The input directory has to have the same structure like data/full/, which typically be its first argument. The tool copies the whole directory structure of the input directory into the output directory. It also copies all the data files except for the m-layer ones, which are substituted with the newly generated m-layer files. The new m-files contain automatically assigned lemmas and tags. However, note that the new files are not equivalent to what would be obtained by machine annotation applied directly on a plain text, since the new files preserve the sentence and token boundaries as well as identifiers of m-layer units as contained in the manually annotated files.

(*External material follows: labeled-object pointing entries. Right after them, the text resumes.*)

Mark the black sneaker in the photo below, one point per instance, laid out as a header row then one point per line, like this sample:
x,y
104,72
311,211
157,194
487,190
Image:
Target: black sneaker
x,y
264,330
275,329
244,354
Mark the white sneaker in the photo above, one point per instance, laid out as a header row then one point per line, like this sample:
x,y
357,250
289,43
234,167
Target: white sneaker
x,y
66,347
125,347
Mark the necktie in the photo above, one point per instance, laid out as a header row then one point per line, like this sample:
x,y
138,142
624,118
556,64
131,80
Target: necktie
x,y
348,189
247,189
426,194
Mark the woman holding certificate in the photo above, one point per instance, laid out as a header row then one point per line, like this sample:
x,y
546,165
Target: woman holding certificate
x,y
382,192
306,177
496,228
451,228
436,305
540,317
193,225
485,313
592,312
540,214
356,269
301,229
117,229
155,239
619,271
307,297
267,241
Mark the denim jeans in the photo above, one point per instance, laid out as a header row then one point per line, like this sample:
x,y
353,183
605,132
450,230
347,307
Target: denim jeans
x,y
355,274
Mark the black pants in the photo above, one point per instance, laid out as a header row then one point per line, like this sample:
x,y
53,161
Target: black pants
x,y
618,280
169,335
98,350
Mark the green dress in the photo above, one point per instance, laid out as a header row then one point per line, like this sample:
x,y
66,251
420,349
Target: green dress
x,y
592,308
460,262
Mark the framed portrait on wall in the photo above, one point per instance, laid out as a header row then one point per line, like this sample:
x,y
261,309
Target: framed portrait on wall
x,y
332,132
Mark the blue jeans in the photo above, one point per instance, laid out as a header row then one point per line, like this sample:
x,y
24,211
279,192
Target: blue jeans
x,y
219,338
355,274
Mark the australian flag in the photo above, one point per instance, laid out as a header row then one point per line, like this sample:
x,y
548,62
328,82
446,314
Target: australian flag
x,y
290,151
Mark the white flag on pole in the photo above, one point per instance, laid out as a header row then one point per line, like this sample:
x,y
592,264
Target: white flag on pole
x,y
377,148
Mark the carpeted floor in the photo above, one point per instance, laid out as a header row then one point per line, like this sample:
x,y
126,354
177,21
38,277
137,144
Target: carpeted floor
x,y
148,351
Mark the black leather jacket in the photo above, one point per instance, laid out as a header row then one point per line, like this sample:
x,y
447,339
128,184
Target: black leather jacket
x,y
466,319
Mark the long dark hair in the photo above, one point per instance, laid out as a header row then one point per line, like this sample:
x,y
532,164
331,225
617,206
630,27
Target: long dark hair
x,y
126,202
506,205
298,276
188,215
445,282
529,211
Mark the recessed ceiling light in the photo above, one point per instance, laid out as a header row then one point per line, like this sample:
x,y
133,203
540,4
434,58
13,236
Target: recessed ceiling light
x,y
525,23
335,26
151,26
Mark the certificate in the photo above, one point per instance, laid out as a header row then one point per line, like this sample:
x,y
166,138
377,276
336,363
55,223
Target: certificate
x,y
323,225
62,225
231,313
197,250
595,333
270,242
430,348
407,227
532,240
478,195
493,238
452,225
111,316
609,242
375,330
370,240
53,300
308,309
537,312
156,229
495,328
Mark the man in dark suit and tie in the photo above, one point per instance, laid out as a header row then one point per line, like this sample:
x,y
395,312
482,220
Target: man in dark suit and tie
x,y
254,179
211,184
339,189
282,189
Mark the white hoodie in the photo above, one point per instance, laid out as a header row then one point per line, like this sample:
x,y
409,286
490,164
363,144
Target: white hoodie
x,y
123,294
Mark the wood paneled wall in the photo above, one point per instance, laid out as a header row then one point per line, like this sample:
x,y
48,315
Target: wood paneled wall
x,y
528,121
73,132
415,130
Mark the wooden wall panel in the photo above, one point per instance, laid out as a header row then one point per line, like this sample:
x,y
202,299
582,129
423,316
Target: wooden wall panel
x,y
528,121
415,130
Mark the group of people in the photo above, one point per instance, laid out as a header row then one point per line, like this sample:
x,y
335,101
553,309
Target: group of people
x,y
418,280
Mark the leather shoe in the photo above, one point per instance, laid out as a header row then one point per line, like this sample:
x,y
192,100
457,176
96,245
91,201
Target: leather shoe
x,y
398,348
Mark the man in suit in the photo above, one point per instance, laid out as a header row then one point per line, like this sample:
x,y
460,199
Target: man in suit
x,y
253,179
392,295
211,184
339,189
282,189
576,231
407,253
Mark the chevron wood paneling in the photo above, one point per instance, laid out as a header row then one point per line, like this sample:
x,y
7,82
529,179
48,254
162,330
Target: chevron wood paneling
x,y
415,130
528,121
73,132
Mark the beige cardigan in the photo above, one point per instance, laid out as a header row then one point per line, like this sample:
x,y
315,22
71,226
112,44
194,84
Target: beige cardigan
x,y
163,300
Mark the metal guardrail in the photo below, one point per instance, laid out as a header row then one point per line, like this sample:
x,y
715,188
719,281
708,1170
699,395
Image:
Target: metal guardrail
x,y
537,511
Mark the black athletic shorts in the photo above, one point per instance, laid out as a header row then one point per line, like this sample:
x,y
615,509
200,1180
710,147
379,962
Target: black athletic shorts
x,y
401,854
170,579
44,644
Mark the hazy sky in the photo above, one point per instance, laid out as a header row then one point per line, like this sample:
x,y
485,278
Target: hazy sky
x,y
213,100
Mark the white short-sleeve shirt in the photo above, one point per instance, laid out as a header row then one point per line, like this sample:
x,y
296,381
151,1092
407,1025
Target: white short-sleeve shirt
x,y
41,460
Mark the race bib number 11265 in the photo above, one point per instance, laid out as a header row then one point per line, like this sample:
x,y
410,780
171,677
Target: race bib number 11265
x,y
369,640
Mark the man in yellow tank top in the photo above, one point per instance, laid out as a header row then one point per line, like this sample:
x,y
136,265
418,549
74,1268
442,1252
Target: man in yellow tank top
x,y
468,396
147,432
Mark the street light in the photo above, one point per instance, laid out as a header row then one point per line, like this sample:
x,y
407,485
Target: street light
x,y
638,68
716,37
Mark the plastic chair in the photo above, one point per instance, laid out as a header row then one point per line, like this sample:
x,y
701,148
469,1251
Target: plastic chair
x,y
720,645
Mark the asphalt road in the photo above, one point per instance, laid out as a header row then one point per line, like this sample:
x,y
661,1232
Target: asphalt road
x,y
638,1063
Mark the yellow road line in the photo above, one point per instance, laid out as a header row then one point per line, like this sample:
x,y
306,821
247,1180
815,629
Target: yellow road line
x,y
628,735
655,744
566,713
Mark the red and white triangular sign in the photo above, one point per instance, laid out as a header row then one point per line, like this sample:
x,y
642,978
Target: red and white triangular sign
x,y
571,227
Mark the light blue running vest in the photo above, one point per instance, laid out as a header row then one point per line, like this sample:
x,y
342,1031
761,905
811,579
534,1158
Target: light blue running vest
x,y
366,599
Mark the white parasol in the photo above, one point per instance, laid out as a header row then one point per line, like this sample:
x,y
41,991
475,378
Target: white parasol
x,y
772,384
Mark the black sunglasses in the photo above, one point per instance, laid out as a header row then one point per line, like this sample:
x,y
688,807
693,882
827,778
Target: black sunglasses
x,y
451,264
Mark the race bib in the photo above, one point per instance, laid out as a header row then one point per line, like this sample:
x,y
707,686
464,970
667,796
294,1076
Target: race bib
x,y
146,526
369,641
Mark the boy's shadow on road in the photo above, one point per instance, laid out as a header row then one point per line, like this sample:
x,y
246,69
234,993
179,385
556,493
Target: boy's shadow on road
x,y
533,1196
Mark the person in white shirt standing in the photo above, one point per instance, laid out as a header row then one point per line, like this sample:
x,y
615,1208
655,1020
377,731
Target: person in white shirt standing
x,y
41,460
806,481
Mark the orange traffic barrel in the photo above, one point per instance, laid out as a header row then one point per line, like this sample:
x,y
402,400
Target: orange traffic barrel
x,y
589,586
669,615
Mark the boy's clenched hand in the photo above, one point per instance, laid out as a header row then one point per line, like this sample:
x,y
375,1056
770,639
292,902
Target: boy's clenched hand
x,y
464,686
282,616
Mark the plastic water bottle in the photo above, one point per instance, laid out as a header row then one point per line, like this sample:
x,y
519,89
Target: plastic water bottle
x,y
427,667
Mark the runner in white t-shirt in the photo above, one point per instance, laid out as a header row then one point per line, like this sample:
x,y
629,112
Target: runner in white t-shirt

4.7. Macros for error detection

Although the annotators have seen every node of every tree (often more than once), they have still made some errors. Some of them have been caused by an inadvertence of the annotators, other errors surfaced because the annotation rules evolved and changed during the annotation process, while the data were not re-annotated every time a rule changed. Therefore, a large set of programs (TrEd/btred/ntred macros, see Section 4.2, "Viewing (browsing) trees: TrEd") was developed during the annotation phase and during the checking phase, each macro searching the data for a violation of a rule, an invariant or a suspicious annotation, reporting the affected corpus positions. The data have then been manually or automatically repaired or the macro was changed if necessary.

Note: For help on writing macros for TrEd, see the documentation of TrEd.

The macros were divided into three groups: find, fix and check. Macros from the find group were just searching for all the suspicious data. Macros from the fix group were used where automatic reparation was possible, such as when an unambiguous, defined annotation rule change appeared in the middle of the annotation process. The last group (check) contained macros similar to those in the find group, but they included lists of exceptions to the general rules. (In fact, there was also another group called misc that contained miscellaneous macros and scripts.)

The macros were also divided into groups with respect to which layer of annotation they apply to (see Chapter 2, Layers of annotation for details on layers).

The macros from the check group are included in directory tools/checks. Warning: These macros are not intended to be used anymore because the format of the data has changed but one can browse them to get the taste of what kind of checks have been applied to PDT 2.0, and what macros can be programmed to deal with tree structures.